Poleciłem powyższy wpis na swoim blogu 🙂 Nawiasem mówiąc, trochę wprawia mnie w zakłopotanie (choć zarazem łechcze próżność) zaliczenie mnie w poczet „Gurus”. Pozdrawiam.
Jeśli chodzi o temat bezlitosnego skracania wypowiedzi ekspertów w mediach, najlepszym przykładem zrobienia idiotki z jakiejś pani psycholog słyszałem chyba w Trójce w dzień pogrzebu JP2. Cała jej rada, jak się zachować w tym ciężkim dla Polaków dniu brzmiała tak:
„Jeżeli ktoś woli takie chwile przeżywać samotnie, powinien pozostać w domu.

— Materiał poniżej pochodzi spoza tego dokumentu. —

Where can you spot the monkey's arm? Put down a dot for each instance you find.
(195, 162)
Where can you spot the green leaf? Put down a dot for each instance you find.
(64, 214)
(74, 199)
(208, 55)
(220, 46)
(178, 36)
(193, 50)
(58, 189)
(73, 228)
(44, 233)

Jeżeli woli być wtedy z innymi, jak najbardziej powinien iść między ludzi.”
Dramat.
Nie rozumiem krytyki: jak na średni poziom naszych relacji telewizyjnych, wypowiedź to nader sensowna 😉
Tomasz.
Jeśli otwarcie deski od sedesu namaszcza się mszą świętą, a uruchomienie sławojki pokropkiem, to gdzie my jesteśmy? Egzystujemy naprawdę czy może jest to sen chorego idioty?-że posłużę się klasykiem satyry.
Niuanse między kondycją nauki polskiej a artykułowaniem jej zacierają się w myśl zasady; Jak cię widzą, tak cię piszą. Zabieranie w niej głosu przez tzw. ekspertów wynika z naszego przyzwolenia. Konsumenckiego. Ergo, pretensje nieuzasadnione.
Stąd moja uwaga o konfiturach-spleśniałe.
Sayitagain, dzięki. Reklamy nigdy za mało 😉
Abulafia, a kto ma zabierać głos, jak w Szkocji sklonują owce? Mieszkający w Polsce Szkoci? Naukę mamy, jaką mamy, ale nie tyle ze wzgledu na naukowców, ile ze wzgledu na to, ile im płacimy (nie wierzysz, zapoznaj się z biografiami tych, co wyjechali, i, jak Słonimski we Francji, byli w stanie zapisać się w annałach nauki) – co nie zmienia jednak faktu, że i tak się na swojej działce znają lepiej od reszty.